My DS (16 months) was born 5 years after she died, and I do feel huge waves of sadness every now and then that she will never meet him, and vice versa.
I also feel a certain weight / loneliness at times from not having my mother around to lean on - the buck stops here. My friends, who have children of a similar age, are able to arrange to leave their DCs with grandparents and I have to admit to feeling more than a bit envious of that - not just because of the freedom it would give me just to be able to go out for a couple of hours (although that would be fantastic!), but also because their DCs have a family network that my DS will probably never have.

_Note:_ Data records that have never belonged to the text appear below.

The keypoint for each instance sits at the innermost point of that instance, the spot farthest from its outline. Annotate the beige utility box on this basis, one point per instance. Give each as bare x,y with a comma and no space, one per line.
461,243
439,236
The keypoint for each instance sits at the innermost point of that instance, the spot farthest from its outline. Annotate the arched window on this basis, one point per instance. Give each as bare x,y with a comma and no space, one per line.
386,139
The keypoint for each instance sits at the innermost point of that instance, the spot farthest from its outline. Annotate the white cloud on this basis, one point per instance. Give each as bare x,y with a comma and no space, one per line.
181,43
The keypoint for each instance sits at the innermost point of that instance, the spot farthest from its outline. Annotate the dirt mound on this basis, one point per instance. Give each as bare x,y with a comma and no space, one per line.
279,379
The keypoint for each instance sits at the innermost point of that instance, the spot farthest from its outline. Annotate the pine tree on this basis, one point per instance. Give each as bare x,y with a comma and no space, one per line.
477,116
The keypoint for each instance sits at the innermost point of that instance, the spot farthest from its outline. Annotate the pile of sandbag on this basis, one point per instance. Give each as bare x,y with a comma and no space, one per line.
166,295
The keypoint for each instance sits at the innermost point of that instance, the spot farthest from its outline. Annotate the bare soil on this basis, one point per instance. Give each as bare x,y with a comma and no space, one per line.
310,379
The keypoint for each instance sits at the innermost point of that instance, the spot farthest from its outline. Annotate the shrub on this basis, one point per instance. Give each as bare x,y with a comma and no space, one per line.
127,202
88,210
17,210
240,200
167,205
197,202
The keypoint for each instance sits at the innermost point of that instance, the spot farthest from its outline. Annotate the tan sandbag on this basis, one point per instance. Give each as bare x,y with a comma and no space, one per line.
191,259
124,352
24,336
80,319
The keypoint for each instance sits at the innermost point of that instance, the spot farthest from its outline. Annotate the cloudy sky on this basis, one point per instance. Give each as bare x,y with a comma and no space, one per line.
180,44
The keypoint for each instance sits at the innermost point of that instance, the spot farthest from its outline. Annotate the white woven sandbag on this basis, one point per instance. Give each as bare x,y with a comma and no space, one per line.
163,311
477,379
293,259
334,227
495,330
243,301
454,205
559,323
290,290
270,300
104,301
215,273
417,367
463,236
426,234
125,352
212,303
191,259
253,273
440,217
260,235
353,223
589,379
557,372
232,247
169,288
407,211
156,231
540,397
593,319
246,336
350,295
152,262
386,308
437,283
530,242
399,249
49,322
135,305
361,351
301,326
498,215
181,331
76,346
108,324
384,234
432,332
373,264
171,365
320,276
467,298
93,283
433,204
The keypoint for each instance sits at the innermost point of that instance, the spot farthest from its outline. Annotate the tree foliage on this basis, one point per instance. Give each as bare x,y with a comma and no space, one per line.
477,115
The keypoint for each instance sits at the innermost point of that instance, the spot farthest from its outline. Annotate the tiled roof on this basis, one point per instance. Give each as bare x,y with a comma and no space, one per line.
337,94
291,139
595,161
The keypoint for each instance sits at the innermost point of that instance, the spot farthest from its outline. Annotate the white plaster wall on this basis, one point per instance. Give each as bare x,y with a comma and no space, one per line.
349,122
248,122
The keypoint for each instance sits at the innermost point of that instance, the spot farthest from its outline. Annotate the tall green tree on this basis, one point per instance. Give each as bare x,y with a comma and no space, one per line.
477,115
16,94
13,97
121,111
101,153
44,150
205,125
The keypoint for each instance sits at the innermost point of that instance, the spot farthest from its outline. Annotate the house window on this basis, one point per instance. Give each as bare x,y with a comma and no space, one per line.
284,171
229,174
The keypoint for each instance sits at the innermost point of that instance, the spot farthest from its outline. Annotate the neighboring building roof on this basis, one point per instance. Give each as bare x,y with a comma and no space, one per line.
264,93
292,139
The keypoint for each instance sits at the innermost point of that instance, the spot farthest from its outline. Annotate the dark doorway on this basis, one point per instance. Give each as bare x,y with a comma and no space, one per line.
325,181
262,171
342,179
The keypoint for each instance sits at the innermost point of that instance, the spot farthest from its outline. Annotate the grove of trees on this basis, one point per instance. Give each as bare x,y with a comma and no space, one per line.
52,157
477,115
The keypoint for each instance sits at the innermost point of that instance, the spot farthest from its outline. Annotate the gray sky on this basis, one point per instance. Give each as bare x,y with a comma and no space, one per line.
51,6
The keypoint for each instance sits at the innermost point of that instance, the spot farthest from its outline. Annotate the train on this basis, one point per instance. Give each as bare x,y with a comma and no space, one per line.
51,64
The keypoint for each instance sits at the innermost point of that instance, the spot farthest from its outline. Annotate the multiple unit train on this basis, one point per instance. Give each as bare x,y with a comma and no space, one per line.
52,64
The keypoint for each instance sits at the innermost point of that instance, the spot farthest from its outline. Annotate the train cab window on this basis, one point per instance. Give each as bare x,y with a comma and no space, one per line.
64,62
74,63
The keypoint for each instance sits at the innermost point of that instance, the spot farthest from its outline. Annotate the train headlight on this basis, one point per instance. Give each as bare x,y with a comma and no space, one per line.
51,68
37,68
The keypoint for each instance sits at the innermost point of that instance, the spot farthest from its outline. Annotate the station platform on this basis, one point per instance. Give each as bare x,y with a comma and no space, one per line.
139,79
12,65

I think what I am realising now is that losing my mother meant the loss of much more than one person. I turns out that she was the glue that held a lot of my (mostly far-flung) family together. Since her death, I have seen my Aunt (her sister and only relative in this country) a handful of times, and the only communication I receive from my grandparents (her parents - they live a long way away, and have never met DS) is a card at Christmas. I write and send photos, but for all I know they never arrive. I don't think this is because they are deliberately avoiding me, rather that they are elderly and have their own problems and concerns.
I think when I feel sad at the loss of my mother, I am also mourning the loss of my family as it would have been. I have a fairly good idea of how different things would have been if she had been alive now, and it brings me to tears to think of all the additional people she would have brought into DS's life :(
I do sometimes think of myself as a 'motherless mother', but I don't think that defines me. I'm just me, I think, whatever that means. I'm not yet near the age that my mother was when she died, so haven't given that too much thought. Nor is DS near the age that I was when I lost her. I have wondered whether the fact that I have a DS rather than a DD makes a difference though - maybe I don't worry so much about history repeating itself because it feels different (if that makes sense).
I do have a DH, so I do have support and help though. His family live in this country, but far enough away that we are only able to see them a couple of times a year. He has had his own bereavements, and is a fatherless father, but from things he has said, I am not sure that he would ever think of himself that way.